Verschnaufpause

Yvonne Vilela

by Yvonne Vilela

Story

Das Leben hatte Marie in letzter Zeit übel mitgespielt.

Sie glaubte nicht an Karma, aber es konnte kein Zufall sein, dass sich die Abwärtsspirale endlos weiter drehte. Alles fing an, als sich ihr Freund an Silvester von ihr trennte. Ohne Vorwarnung, ohne Grund. „Es liegt nicht an dir.“ Seine Worte hallten in Dauerschleife durch ihren Kopf. An wem sonst? Woran eigentlich? Einige Tage zuvor schlenderten sie noch Hand in Hand durchs Leben und machten Zukunftspläne. Es hätte perfekter nicht sein können. Nun starrte sie ein einsames und verheultes Spiegelbild an. Er hatte keine ihrer Nachrichten beantwortet. Anrufe, SMS, sogar zu E-Mails hatte sie sich erniedrigt. Er blieb stumm. Awww! Durchatmen, tief durchatmen. Sie raffte sich auf, um zu ihrer Freundin Anna zu fahren. Gedankenversunken schleppte sie sich zum Auto und parkte aus. Boom! Marie schlug die Hände aufs Lenkrad, bevor sie nachsah, was passiert war. Dämlicher Poller! Was musste der da stehen? Dafür hatte sie jetzt weder Kohle noch Nerven.
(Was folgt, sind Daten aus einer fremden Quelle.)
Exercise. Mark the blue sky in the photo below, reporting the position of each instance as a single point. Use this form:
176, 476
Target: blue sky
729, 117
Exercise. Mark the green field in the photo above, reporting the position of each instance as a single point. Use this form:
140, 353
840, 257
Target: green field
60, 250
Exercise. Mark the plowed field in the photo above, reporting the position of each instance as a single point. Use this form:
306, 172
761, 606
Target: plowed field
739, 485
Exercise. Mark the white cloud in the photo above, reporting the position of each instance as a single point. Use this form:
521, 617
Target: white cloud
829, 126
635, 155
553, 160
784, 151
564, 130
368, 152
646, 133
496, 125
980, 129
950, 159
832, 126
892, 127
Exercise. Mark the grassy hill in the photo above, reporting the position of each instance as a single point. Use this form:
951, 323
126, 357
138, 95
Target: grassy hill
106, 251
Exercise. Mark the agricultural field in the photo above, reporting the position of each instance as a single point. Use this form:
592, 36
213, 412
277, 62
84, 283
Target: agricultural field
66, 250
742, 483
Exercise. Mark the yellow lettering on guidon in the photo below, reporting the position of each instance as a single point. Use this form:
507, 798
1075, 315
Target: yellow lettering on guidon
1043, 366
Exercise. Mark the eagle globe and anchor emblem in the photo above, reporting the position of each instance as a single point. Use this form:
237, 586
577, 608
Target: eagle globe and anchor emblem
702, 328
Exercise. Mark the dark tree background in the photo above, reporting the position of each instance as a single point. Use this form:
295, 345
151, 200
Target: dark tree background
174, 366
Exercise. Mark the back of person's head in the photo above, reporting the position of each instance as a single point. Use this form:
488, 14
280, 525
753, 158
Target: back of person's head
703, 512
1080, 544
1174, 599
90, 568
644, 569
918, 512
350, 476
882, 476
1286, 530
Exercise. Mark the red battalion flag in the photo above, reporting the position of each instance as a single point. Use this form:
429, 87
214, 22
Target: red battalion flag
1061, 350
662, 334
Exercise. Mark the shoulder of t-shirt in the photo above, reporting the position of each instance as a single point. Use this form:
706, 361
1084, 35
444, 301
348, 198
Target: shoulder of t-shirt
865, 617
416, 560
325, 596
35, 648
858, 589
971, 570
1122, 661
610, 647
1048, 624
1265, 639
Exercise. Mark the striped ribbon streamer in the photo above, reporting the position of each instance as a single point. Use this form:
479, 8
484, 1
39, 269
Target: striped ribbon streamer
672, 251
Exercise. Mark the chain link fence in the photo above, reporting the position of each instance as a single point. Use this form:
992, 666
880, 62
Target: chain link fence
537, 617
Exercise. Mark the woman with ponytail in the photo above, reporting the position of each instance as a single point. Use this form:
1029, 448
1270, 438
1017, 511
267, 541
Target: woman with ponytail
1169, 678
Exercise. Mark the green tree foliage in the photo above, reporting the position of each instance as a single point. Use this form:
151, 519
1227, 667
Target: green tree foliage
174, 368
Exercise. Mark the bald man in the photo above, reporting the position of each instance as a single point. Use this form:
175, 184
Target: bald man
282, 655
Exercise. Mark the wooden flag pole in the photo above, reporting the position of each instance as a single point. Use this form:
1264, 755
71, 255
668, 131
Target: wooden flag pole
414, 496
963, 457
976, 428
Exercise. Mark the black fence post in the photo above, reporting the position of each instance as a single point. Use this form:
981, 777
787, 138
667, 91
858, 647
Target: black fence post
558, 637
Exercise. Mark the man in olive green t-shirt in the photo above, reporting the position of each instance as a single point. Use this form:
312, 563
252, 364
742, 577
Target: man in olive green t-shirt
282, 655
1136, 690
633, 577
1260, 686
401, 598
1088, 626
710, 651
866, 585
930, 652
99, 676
Seit sie ins Minus gerutscht war, hing sie darin fest wie in Treibsand. „Da kann man doch nur saufen, Anna.” Marie versengte ein Glas Gin auf Ex. „Meine Schulden sind so hoch, dass der beste Finanzberater keinen Zahlungsplan für mich ausarbeiten könnte und bei all dem Mist denke ich ständig nur an diesen Dreckskerl. Er bricht von heute auf morgen den Kontakt ab. Ernsthaft? Ich kapier’s nicht.“ Die Tränen standen wieder in ihren Augen. Ihre Stimme versagte und sie befeuchtete die Kehle mit einem zweiten Schluck. Anna nahm ihre Hand. „Lass uns zum See fahren, Süße und dich auf andere Gedanken bringen.“

Der See schaukelte kommentarlos vor sich hin. Die Freundinnen setzten sich an die Bar und ein Kellner sprach sie freundlich an. Marie starrte aufs Wasser. „Zwei Kakao mit Sahne, bitte.“ Anna übernahm die Bestellung.„Mit Schuss“, ergänzte Marie. Sie nippten beide einige Zeit stumm an ihren Getränken, bis Anna einen Spaziergang um den See vorschlug. Tretboote trieben auf dem glitzernden Blau. Die tiefgrünen Berge erhoben sich ringsherum und schützten sie vor dem echten Leben. Maries Blick haftete am Boden. Sie trat einen Stein weg, der theatralisch ins Wasser plumpste. Als die beiden an der Anlegestelle der Boote vorbeigingen, zog Anna sie zum Steg. Marie ergab sich und setzte sich in eine der Nussschalen. Sie gab sich wenig Mühe damit, zu strampeln, aber dann kanalisierte sie all ihre Wut in ihre Beine und stampfte so schnell sie konnte. Nachdem sie ihre kompletten Kräfte in die Pedalen abgegeben hatten, ließen sie los und streckten die Beine aus. Ihr Boot trieb durch die Sonnenstrahlen. Das Ufer wirkte nun wie ein Miniaturmodell. Um sie herum war es still und Marie schloss die Augen. Sie atmete durch. Bis hierhin konnten ihre Probleme sie nicht verfolgen. Es gab nur sie, das Rascheln der Bäume, das Zwitschern der Vögel und diesen seltsamen Frieden.

Vielleicht gilt das auch fürs Leben: Wenn du loslässt, wird plötzlich alles einfacher.